Apache Spark and Mainframe data

Apache Spark is being adopted as a general data engine for big data processing. Speed, ease of use, support for a large number of programming languages, compatibility with multiple resource managers and distributed databases are the cornerstones on which Spark has been built. Spark already supports a variety of data stores including HDFS, Cassandra, HBase and Amazon S3.

It’s a big data imperative to integrate mainframe transactional or "truth data" because this is required to obtain the "market of one". We know that 97 out of the top 100 global banks use mainframe data for their online transactions and mainframe databases contain an enterprise’s most valuable data. The integration of this data is a cornerstone of consumer activity analysis.

Integration and conversion of mainframe data is difficult, however, because of the proprietary formats that must be converted to open source formats used in analytics.

So how do you integrate this important mainframe enterprise data?

There is an open source contribution which has been made available, Spark Connector, which requires the data to be pre-processed on the mainframe into text files in PDSs (Partitioned Datasets) and the connector would then pull the data into the Spark ecosystem as data frames.

To use the spark connector, the user must pre-process data to create these text files by performing the binary data conversion in the following manner, in order to get it into the EBCDIC format into a PDS on the mainframe.

  1. In the case of VSAM/QSAM, a programmer would need to write a COBOL or PL/1 program to read each VSAM file and convert the data to an EBCDIC delimited data format file (like CSV).

  2. For DB2, the user would need to use a DB2 unload utility to unload the data and then write the data to a delimited format file.

  3. For CA IDMS and CA Datacom/DB, the respective unload utilities would have to be used to convert the data into a delimited format file.

The user would then write a program in Java or Scala to work with the connector, and the connector would then make the data available as data frames.

The drawbacks of the above examples results in increased MIPS cost and low overall efficiency.

There is a significantly increased MIPS cost due to the processing that occurs on the mainframe server. The average cost per MIPS is $5K, so as production increases, this is an untenable economic scenario.

There is an increase of storage and maintenance expense for this method of data integration, due to the intermediate mainframe disk storage that would continually increase in production.

There is an expense and agility issue due to the labor required to code and maintain the custom programs required to dump the data.

There is, however, a less expensive way to integrate your mainframe data into Spark.

Instead of all of this, vStorm Connect streams and converts mainframe data and writes it to HDFS without MIPS for data conversion, staging, or additional programming.

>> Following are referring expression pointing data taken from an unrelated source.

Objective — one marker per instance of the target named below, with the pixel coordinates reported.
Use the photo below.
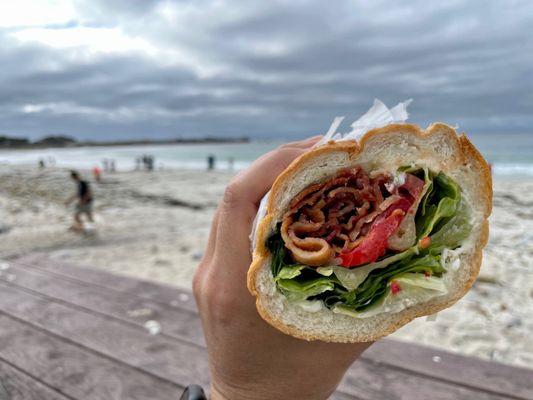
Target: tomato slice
(374, 245)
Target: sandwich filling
(364, 243)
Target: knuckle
(232, 194)
(219, 302)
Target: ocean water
(509, 154)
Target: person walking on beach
(85, 201)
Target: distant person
(210, 162)
(84, 204)
(97, 174)
(150, 163)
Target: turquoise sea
(509, 154)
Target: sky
(131, 69)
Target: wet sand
(155, 226)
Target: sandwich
(362, 236)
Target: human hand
(248, 358)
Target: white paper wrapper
(377, 116)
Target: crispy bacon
(346, 217)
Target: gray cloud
(272, 68)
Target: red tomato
(374, 245)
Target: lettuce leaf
(289, 272)
(454, 231)
(375, 286)
(414, 288)
(439, 204)
(442, 214)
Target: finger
(252, 184)
(210, 248)
(304, 143)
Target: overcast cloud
(137, 69)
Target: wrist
(254, 392)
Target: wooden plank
(165, 358)
(17, 385)
(78, 373)
(369, 380)
(168, 295)
(476, 373)
(175, 322)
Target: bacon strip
(334, 218)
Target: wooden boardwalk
(70, 332)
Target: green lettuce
(442, 214)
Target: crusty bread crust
(438, 147)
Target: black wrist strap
(193, 392)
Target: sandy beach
(155, 225)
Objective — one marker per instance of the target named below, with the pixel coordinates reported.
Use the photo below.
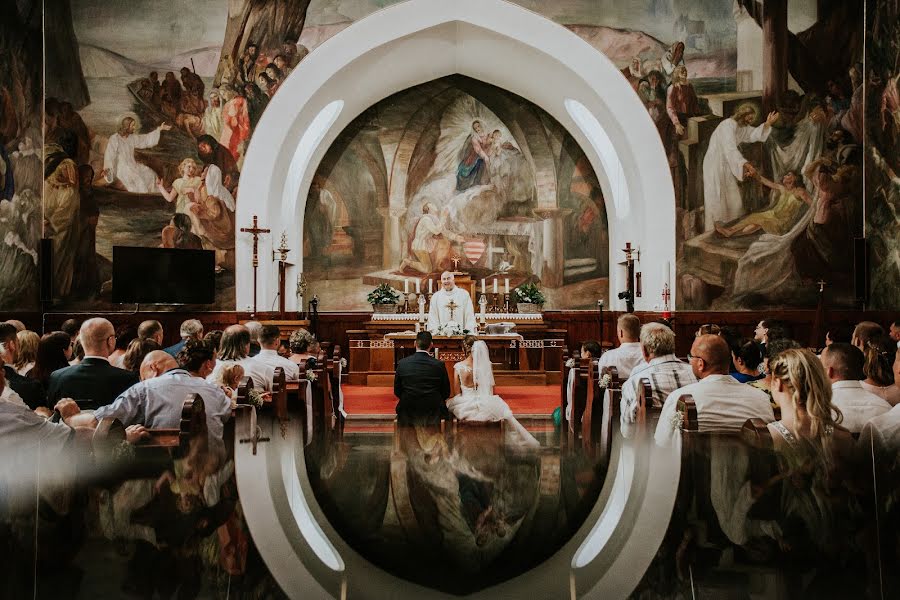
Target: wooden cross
(255, 231)
(452, 306)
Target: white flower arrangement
(255, 398)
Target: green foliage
(383, 294)
(529, 292)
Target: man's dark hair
(847, 361)
(748, 351)
(423, 340)
(594, 347)
(841, 333)
(269, 334)
(7, 332)
(195, 353)
(70, 326)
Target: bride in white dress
(476, 400)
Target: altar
(530, 354)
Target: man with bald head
(722, 403)
(93, 382)
(451, 304)
(156, 401)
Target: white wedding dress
(479, 403)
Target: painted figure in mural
(86, 279)
(789, 200)
(634, 72)
(212, 116)
(212, 217)
(236, 121)
(724, 165)
(430, 239)
(120, 169)
(441, 311)
(472, 158)
(61, 209)
(184, 189)
(212, 152)
(178, 234)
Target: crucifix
(255, 231)
(452, 306)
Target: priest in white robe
(119, 164)
(451, 304)
(724, 165)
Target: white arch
(491, 40)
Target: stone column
(553, 259)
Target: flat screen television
(163, 276)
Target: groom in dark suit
(422, 385)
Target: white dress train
(471, 405)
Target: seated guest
(880, 352)
(884, 431)
(235, 348)
(722, 403)
(865, 331)
(304, 348)
(192, 329)
(54, 352)
(628, 355)
(151, 330)
(843, 364)
(156, 402)
(254, 327)
(746, 357)
(124, 335)
(137, 350)
(93, 380)
(27, 342)
(269, 341)
(31, 391)
(662, 369)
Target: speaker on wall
(46, 266)
(860, 269)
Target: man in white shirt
(269, 340)
(662, 369)
(722, 403)
(843, 364)
(628, 355)
(451, 304)
(235, 349)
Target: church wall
(119, 43)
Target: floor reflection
(453, 508)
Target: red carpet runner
(523, 400)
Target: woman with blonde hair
(27, 342)
(880, 352)
(475, 399)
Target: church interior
(424, 299)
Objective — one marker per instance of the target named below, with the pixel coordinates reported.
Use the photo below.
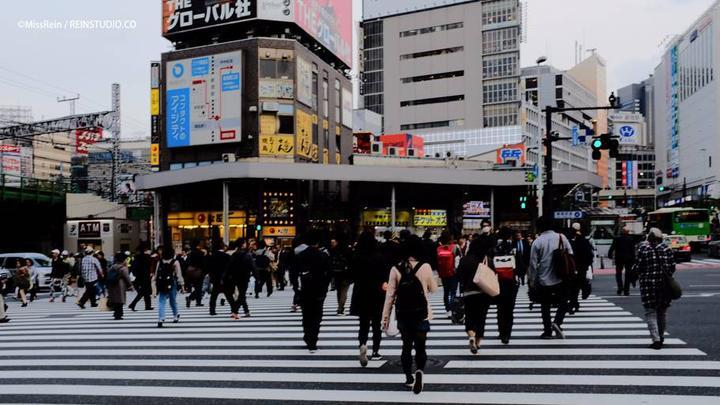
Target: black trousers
(506, 306)
(241, 300)
(117, 310)
(623, 286)
(413, 337)
(312, 311)
(365, 323)
(89, 294)
(144, 292)
(215, 290)
(263, 278)
(558, 295)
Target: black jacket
(623, 249)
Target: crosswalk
(56, 353)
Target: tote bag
(486, 279)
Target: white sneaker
(363, 356)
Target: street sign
(568, 214)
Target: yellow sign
(314, 152)
(382, 218)
(430, 218)
(155, 154)
(154, 101)
(277, 145)
(303, 134)
(268, 124)
(281, 231)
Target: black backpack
(165, 277)
(262, 261)
(410, 301)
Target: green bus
(692, 223)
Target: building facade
(430, 69)
(686, 113)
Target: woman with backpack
(370, 274)
(409, 284)
(117, 283)
(476, 301)
(167, 279)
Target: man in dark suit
(522, 256)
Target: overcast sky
(39, 65)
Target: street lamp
(539, 179)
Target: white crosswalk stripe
(59, 353)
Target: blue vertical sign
(177, 122)
(576, 136)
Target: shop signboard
(303, 137)
(277, 146)
(430, 218)
(203, 100)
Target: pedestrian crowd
(391, 281)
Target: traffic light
(605, 142)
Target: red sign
(330, 22)
(86, 137)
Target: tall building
(687, 113)
(445, 71)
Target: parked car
(41, 263)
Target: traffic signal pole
(550, 137)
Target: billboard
(203, 100)
(329, 22)
(189, 15)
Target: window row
(428, 30)
(500, 66)
(501, 11)
(501, 91)
(502, 40)
(434, 76)
(434, 100)
(501, 115)
(432, 53)
(434, 124)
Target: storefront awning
(348, 173)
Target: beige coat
(427, 279)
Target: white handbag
(486, 279)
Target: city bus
(692, 224)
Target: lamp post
(538, 138)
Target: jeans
(476, 308)
(312, 311)
(164, 296)
(365, 323)
(449, 291)
(413, 336)
(89, 294)
(144, 292)
(657, 322)
(342, 284)
(556, 294)
(624, 287)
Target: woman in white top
(408, 289)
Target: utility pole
(70, 101)
(115, 131)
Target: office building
(687, 113)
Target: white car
(41, 263)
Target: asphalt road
(695, 318)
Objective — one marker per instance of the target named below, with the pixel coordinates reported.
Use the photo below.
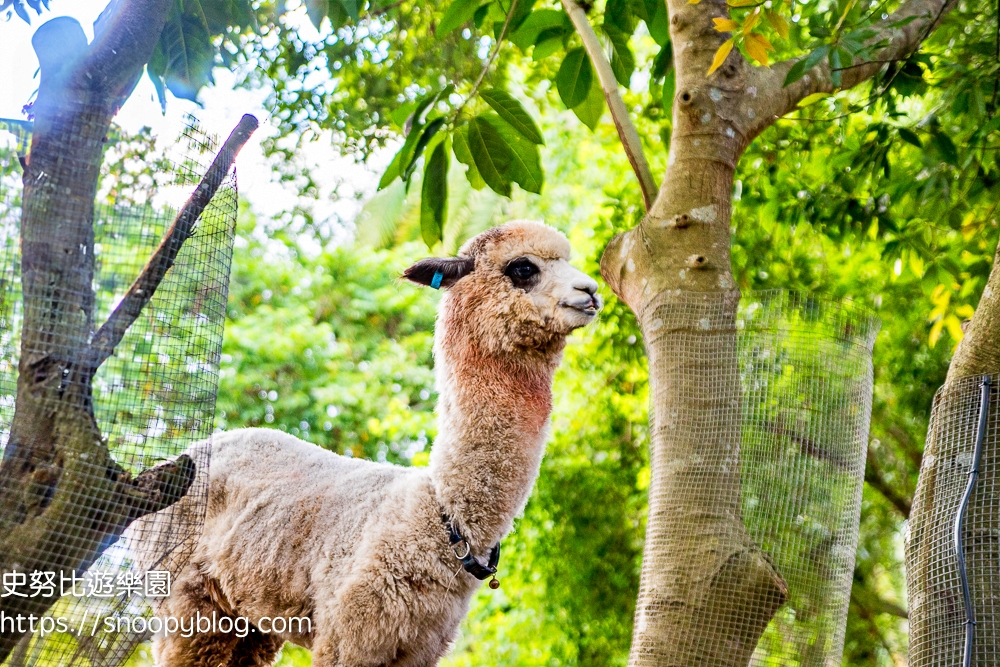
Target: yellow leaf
(757, 47)
(720, 55)
(966, 311)
(725, 25)
(812, 99)
(778, 22)
(750, 20)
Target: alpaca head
(512, 289)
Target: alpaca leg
(325, 653)
(255, 650)
(189, 600)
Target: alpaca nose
(589, 286)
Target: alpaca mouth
(588, 308)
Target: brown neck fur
(494, 403)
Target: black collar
(472, 564)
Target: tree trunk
(707, 592)
(937, 611)
(63, 499)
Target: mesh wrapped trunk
(933, 578)
(762, 413)
(151, 399)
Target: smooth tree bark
(63, 498)
(707, 592)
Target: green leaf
(619, 14)
(511, 111)
(592, 108)
(669, 90)
(156, 68)
(460, 145)
(574, 77)
(835, 71)
(434, 195)
(525, 165)
(946, 147)
(664, 61)
(425, 136)
(799, 69)
(317, 10)
(910, 137)
(537, 22)
(491, 154)
(187, 52)
(458, 13)
(656, 21)
(353, 8)
(622, 60)
(392, 171)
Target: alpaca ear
(439, 271)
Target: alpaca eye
(521, 271)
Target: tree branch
(619, 112)
(142, 290)
(903, 41)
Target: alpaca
(371, 552)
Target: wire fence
(150, 399)
(758, 467)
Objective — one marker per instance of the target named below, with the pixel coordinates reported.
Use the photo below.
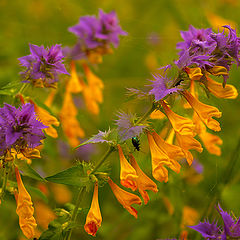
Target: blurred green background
(153, 31)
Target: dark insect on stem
(136, 143)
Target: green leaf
(27, 170)
(73, 176)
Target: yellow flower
(173, 152)
(94, 218)
(159, 159)
(47, 119)
(187, 142)
(204, 111)
(180, 124)
(143, 181)
(25, 209)
(125, 198)
(75, 84)
(228, 92)
(157, 114)
(70, 124)
(128, 174)
(194, 73)
(210, 141)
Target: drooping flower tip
(94, 217)
(159, 87)
(96, 33)
(20, 127)
(43, 65)
(127, 126)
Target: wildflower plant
(173, 95)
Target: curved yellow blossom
(70, 124)
(75, 84)
(194, 73)
(128, 174)
(125, 198)
(143, 181)
(157, 114)
(25, 209)
(209, 140)
(159, 159)
(94, 217)
(204, 111)
(187, 142)
(228, 92)
(180, 124)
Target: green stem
(4, 184)
(75, 212)
(110, 150)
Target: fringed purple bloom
(231, 228)
(43, 64)
(159, 87)
(126, 126)
(20, 127)
(93, 33)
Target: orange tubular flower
(75, 84)
(94, 218)
(70, 124)
(25, 209)
(128, 174)
(125, 198)
(159, 159)
(143, 181)
(180, 124)
(204, 111)
(210, 141)
(227, 92)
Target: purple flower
(20, 127)
(199, 40)
(231, 226)
(110, 27)
(127, 127)
(159, 87)
(43, 64)
(95, 33)
(208, 230)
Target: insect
(136, 143)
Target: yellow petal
(228, 92)
(125, 198)
(128, 174)
(180, 124)
(143, 181)
(157, 114)
(204, 111)
(94, 217)
(75, 84)
(25, 209)
(218, 70)
(194, 73)
(187, 142)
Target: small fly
(136, 143)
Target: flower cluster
(206, 49)
(229, 230)
(95, 35)
(43, 66)
(19, 127)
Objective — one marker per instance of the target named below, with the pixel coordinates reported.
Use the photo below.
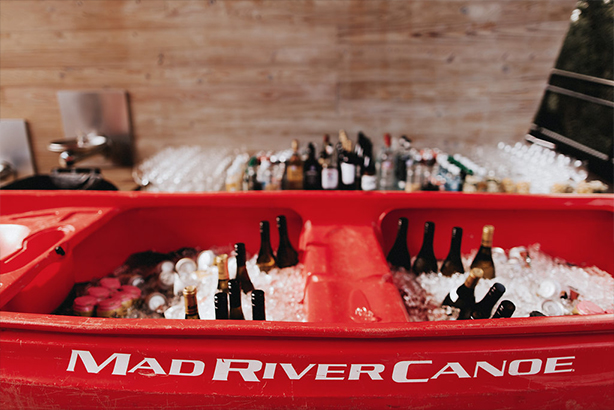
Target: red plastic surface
(329, 362)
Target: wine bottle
(312, 170)
(463, 298)
(385, 166)
(258, 311)
(236, 312)
(265, 260)
(398, 256)
(483, 259)
(191, 303)
(220, 301)
(506, 309)
(242, 275)
(293, 174)
(453, 262)
(221, 262)
(483, 309)
(425, 260)
(286, 255)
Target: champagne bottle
(483, 309)
(222, 268)
(506, 309)
(286, 255)
(463, 298)
(236, 312)
(293, 174)
(258, 311)
(242, 275)
(453, 262)
(266, 260)
(483, 259)
(385, 166)
(312, 170)
(191, 304)
(221, 305)
(425, 261)
(398, 256)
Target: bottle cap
(99, 292)
(110, 283)
(587, 308)
(84, 305)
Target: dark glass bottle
(504, 310)
(425, 260)
(483, 309)
(236, 312)
(312, 170)
(221, 305)
(222, 272)
(483, 259)
(266, 259)
(453, 262)
(398, 256)
(242, 275)
(191, 303)
(463, 298)
(286, 255)
(258, 311)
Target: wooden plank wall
(258, 73)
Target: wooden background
(258, 73)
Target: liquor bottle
(483, 309)
(347, 163)
(483, 259)
(242, 275)
(293, 174)
(453, 262)
(330, 172)
(220, 301)
(312, 170)
(425, 260)
(385, 166)
(222, 268)
(286, 255)
(258, 311)
(266, 260)
(398, 256)
(236, 312)
(463, 298)
(191, 304)
(506, 309)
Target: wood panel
(258, 73)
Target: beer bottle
(220, 301)
(483, 308)
(191, 304)
(425, 261)
(266, 260)
(236, 312)
(242, 275)
(286, 255)
(398, 256)
(463, 298)
(505, 310)
(258, 311)
(222, 268)
(483, 259)
(453, 262)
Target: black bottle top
(425, 260)
(398, 256)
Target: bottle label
(348, 173)
(368, 182)
(330, 178)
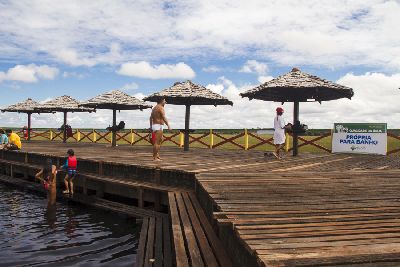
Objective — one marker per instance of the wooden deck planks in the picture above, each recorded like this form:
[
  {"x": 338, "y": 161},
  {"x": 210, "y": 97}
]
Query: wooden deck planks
[
  {"x": 201, "y": 242},
  {"x": 313, "y": 210},
  {"x": 300, "y": 218}
]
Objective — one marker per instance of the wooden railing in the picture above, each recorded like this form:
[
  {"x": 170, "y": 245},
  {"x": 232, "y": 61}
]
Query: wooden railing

It also provides enterprise-grade failover, security and load balancing while integrating with mainframe schedulers and security tools to manage data movement.

Spark takes in the mainframe data that is written into HDFS by vStorm Connect and consumes the data as data frames. This simple integration provides an end-to-end solution for enterprises to quickly and easily access their mainframe data in a cost-effective way using Apache Spark.